The purpose of this study is to evaluate the long term safety and tolerability of hESC-RPE cellular therapy in patients with advanced SMD from 1 to 5 years following the surgical procedure to implant the hESC-RPE cells.
This study is a long-term, follow- up of a Phase I/II, open-label, non-randomized, 4-cohort, dose escalation, multi-center clinical trial (referred to as the core trial or core protocol) in which a maximum of 12 SMD patients were transplanted with sequential doses of hESC-RPE cells, starting at a dose of 50,000 hESC-RPE cells transplanted and increasing to a maximum dose of 200,000 hESC-RPE cells transplanted. All patients who participate in the core protocol are eligible for participation in the follow-up protocol. The first visit of this extension protocol will correspond to the last visit of the core protocol, and will take place at 12 months post-cell implantation. Informed consent for this follow-up protocol will be obtained at the first visit which will occur at the 12-month visit of the core protocol. Patients will be evaluated at 18, 24, 36, 48 and 60 months post-transplant (or more frequently as clinically indicated). Follow-up will include obtaining information about ophthalmological findings and events of special interest as defined in the Primary Outcome.
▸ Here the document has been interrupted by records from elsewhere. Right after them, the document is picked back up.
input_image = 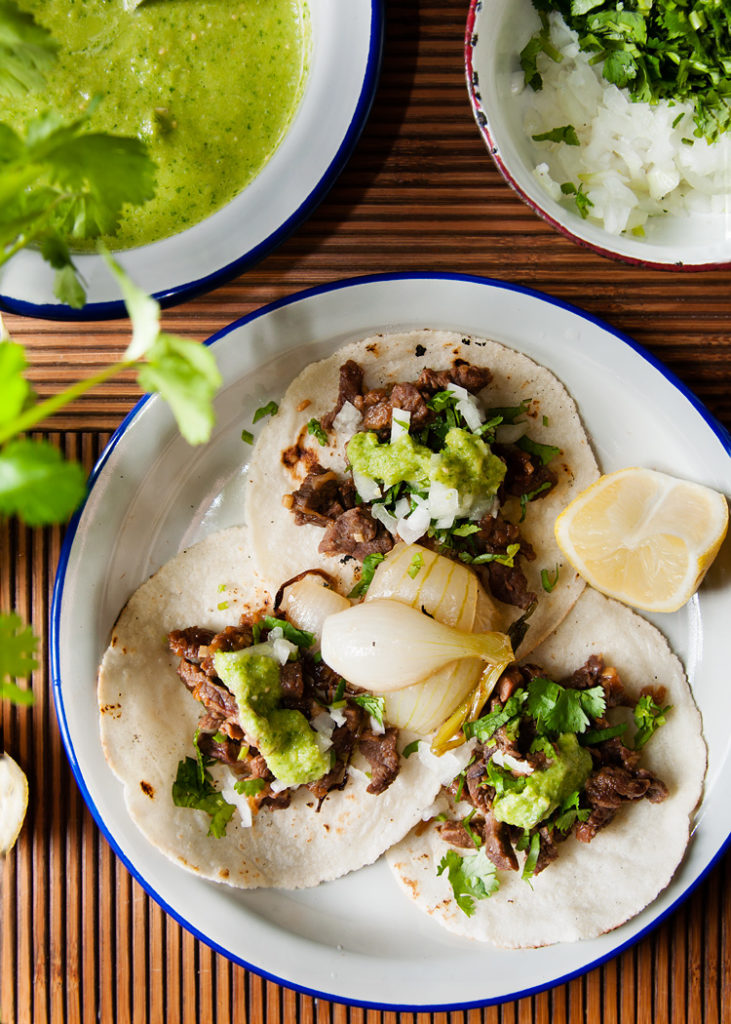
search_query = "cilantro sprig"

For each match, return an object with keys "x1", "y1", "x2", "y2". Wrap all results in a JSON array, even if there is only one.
[
  {"x1": 172, "y1": 756, "x2": 235, "y2": 839},
  {"x1": 437, "y1": 849, "x2": 500, "y2": 918}
]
At the last visit of this follow up study, whether at 60 months post-transplant or at early discontinuation, patients will be invited to participate in a life-long annual health survey, under a separate protocol, to further monitor long-term safety.
Study Type
OBSERVATIONAL
Enrollment
12
sub-retinal injection
Moorefields Eye Hospital NHS Foundation Trust
London, United Kingdom
Newcastle on Tyne NHS Foundation Trust
Newcastle upon Tyne, United Kingdom
Safety assessed by Adverse Events (AEs) of special interest in regards to the investigational product
This will include obtaining information about Serious Adverse Events (SAEs) that are neurologic, infectious, hematologic or fatal, any Adverse Event (AE) that causes the subject to withdraw from the study, any new diagnosis of an ocular or immune-mediated disorder, cancer (irrespective of prior history), ectopic or proliferative cell growth (Retinal pigment epithelium (RPE) or non-RPE) with adverse clinical consequence, unexpected, clinically significant AE possibly related to the cell transplant procedure or the investigational product (hESC-RPE cells), Pregnancy in a female subject or the partner of a male subject and pregnancy outcome.
Time frame: 4 years
Incidence of graft failure or rejection
Evidence of graft failure or rejection may consist of: Presence of retinal edema, cystoid macular edema, retinal white dots, retinal hemorrhage, serous retinal detachment, sub-retinal exudates, sub-retinal fibrosis, ocular vascular and/or optic disc leakage, and elevated intraocular pressure or hypotony. Evidence of unanticipated and persistent or increasing non-infectious ocular inflammation (e.g., vasculitis, retinitis, choroiditis, vitritis, pars planitis, anterior segment inflammation/uveitis).
Time frame: 4 years
Number of patients with changes in ocular examinations or images
The number of patients with clinically significant absolute values or changes from baseline in Intra-ocular pressure (IOP) and Best Corrected Visual Acuity (BCVA) will be summarized.